Voici des extraits de l'introduction de la thèse de doctorat en sociologie de Michael Vicente [3]. Titre : La professionnalisation des développeurs de logiciel libre: Métiers, trajectoires et réseaux de coopération.
Citation :
Depuis la fin des années 1990, nous sommes face à un constat que les économistes n'ont pas omis de souligner : l'activité du logiciel libre occuperait une place de plus en plus centrale dans l'industrie logicielle et serait même devenue l’une des perspective de croissance du secteur. Nous pouvons dresser ce constat non seulement par les chiffres de diffusion du logiciel libre (que l'on pense aux logiciels Linux ou Firefox), mais également sur le marché du travail des informaticiens, où l'on voit qu'un nombre significatif de développeurs sont rémunérés pour participer au logiciel libre.
Ces développeurs sont alors dans un double engagement : à la fois professionnel et bénévole au sein de mêmes communautés de pratiques autour de la conception de logiciels.
Contrat social
Le concept de contrat social a notamment été valorisé par l'humaniste Jean-Jacques Rousseau.

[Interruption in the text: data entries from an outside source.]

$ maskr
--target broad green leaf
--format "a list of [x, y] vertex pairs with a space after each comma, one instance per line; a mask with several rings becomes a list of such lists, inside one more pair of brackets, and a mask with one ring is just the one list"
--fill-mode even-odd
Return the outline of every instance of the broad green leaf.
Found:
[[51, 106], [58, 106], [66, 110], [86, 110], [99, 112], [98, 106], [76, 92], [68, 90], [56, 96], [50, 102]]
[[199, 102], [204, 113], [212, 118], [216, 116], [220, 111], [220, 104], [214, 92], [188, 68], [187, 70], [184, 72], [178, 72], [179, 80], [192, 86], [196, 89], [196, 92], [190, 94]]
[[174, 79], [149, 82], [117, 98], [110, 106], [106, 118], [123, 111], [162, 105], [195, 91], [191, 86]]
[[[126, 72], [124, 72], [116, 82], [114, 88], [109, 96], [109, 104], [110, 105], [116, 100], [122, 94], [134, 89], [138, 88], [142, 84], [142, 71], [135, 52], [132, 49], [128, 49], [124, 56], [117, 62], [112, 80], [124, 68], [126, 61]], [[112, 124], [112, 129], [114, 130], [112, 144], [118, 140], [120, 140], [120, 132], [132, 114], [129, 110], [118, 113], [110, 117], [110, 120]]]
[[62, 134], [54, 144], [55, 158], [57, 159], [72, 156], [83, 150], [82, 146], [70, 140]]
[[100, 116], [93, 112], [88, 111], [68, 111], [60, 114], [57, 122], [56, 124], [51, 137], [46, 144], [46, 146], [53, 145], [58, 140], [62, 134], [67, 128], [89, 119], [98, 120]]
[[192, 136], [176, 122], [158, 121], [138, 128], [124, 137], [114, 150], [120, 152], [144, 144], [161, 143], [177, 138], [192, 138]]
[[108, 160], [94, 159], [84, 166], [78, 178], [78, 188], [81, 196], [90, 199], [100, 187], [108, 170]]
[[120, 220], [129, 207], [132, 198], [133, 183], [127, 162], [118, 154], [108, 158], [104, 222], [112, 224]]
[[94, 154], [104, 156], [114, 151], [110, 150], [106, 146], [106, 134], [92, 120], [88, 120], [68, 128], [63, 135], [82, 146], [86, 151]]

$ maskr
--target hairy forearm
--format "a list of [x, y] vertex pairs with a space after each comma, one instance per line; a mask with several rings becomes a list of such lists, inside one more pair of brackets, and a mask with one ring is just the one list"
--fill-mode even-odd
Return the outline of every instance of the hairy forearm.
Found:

Son livre sur le sujet, publié en 1762, a constitué un tournant décisif pour les sociétés modernes. La notion de contrat social s'est imposée comme un des textes majeurs de la philosophie politique, en affirmant le principe de souveraineté du peuple. Deux siècles et demi plus tard, garantir un droit à un bien commun de base, comme l'accès à l'air, l'eau et l'information purs, est devenu une des bases pour assurer la vitalité de l'économie de marché.
Aussi, pour que le projet Debian ne dévie pas en cours de chemin, les développeurs Debian ont créé leur propre contrat social, qui est le pilier auquel chacun se réfère pour les prises de décisions critiques .
Ce contrat est un engagement à destination de la communauté du logiciel libre, à laquelle Debian se consacre, et dit en synthèse :
- Debian demeurera totalement libre.
- Nous donnerons nos travaux à la communauté des logiciels libres.
- Nous ne dissimulerons pas les problèmes.
- Nos priorités sont nos utilisateurs et les logiciels libres.
Comme vous pouvez le constater, ce contrat social constitue un parti-pris très radical envers le logiciel libre et ses utilisateurs, donc orienté définitivement vers le bien commun. Inspirant, non ?
Notes et références
- ↑ http://www.debian.org/index.fr.html
- ↑ Les participants au projet Debian se nomment développeurs Debian, et son nommément enregistrés comme tels auprès d'un système de gestion interne très complet.